Hitchcock, C. J.
The first error assigned in this case is, that there was no service of process upon the defendant below, the present plaintiff in error. Had this been a judgment by default, this error might have been well assigned, but the record shows an appearance of the parties by their attorneys, that a plea was filed, an issue made up, and the case, by agreement, submitted to the court. Upon the record, then, it is apparent that the plaintiff in error had a day in court, and having submitted to the jurisdiction, it is too late for him now to complain that he was not served with process. It is proper to say, in addition, that a summons was issued in the case, and service accepted by the same attorneys, who afterwards appeared in court and made defense.
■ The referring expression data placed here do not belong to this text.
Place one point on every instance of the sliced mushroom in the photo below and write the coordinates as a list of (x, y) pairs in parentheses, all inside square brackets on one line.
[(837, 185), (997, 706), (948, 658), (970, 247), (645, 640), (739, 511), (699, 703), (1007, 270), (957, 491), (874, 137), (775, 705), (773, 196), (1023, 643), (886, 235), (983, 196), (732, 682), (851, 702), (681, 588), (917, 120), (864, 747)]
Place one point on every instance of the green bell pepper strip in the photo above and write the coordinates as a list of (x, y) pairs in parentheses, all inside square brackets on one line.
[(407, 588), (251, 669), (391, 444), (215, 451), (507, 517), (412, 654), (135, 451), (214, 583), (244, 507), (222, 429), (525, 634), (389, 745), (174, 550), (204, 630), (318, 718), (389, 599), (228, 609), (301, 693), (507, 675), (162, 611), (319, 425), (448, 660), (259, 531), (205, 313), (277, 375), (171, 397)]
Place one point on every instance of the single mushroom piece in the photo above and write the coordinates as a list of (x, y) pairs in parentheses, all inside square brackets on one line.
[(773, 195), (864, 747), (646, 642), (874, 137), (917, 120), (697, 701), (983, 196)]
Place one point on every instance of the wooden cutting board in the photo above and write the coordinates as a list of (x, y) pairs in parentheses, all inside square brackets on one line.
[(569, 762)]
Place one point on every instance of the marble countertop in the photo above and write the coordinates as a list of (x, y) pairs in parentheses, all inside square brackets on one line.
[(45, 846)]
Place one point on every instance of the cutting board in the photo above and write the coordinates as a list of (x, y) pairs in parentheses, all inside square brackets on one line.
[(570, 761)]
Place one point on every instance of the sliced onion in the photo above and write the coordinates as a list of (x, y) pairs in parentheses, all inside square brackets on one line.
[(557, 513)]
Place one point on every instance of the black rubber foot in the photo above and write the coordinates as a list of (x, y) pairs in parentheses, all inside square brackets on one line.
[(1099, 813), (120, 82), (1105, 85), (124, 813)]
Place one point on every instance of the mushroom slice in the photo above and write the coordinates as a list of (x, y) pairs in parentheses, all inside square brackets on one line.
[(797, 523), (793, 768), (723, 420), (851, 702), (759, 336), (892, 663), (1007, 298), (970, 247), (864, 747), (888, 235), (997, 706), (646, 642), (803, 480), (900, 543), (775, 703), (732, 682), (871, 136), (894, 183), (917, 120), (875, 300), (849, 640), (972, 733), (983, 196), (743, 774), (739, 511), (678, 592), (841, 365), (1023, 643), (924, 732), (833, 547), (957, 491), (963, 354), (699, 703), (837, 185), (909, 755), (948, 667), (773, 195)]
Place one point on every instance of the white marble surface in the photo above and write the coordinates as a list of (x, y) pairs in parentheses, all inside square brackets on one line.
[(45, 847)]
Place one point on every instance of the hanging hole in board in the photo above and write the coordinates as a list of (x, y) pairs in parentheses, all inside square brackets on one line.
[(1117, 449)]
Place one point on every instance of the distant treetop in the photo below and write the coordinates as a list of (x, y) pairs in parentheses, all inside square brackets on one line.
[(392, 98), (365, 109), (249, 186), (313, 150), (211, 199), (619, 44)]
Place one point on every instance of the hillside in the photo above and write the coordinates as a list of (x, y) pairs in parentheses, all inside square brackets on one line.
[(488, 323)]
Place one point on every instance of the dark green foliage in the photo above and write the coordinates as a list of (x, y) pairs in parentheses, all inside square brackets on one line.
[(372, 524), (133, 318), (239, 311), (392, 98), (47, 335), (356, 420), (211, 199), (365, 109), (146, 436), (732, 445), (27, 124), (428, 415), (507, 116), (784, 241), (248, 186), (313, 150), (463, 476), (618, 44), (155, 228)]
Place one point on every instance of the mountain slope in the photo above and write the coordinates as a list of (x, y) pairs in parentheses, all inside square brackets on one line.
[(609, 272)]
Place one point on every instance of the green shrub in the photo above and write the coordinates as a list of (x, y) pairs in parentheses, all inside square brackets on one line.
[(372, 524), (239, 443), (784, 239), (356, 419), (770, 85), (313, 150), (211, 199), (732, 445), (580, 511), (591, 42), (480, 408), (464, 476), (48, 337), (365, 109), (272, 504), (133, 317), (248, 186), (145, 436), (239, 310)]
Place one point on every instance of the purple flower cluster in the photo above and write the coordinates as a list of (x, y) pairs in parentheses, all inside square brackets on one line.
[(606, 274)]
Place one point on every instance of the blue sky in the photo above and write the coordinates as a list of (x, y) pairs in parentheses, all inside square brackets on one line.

The second and third errors relied upon are, that these attorneys were not authorized to accept service of process, nor to appear and defend in the action. This is not an error apparent upon the record, but is outside the record. If it be an error at all, if is an error of fact and not of law, and such assignment cannot be joined with errors in law. But if the plaintiff in error has sustained an injury by the improper interference of these attorneys, his appropriate remedy is not by writ of error to remove the cause to a superior court. Errors in fact are corrected by the court where committed. This is not, however, one of those errors in fact which could be corrected by the court in which it was committed by writ of error coram nobis. That court had the power, and upon proper showing would have set aside or vacated the judgment, on motion, and let the defendant in to defend. (3 Ohio Rep. 521.) But as the attorney for the plaintiff in error has gone out of the record to make this assignment, it is perhaps proper for the court to go so far out of the record as to say, that there is evidence among the papers in the case which fully satisfies us that the attorneys who appeared to the action in the court below, were fully authorized so to do.
The fourth error assigned is, that the plaintiffs have declared and obtained judgment by the name of Latimore, Jenkins & Co., without setting out the names of the persons constituting the company.
This is an objection which, if raised at all, should have been done by plea in abatement. But it is no valid objection. This mode of declaring-is expressly authorized by the act of February 27, 1846 — (44 Ohio L. 66.)
The plaintiff says, there are other errors in the record, but we have not been able to discover them.
The judgment of the Court of Common Pleas is affirmed with costs.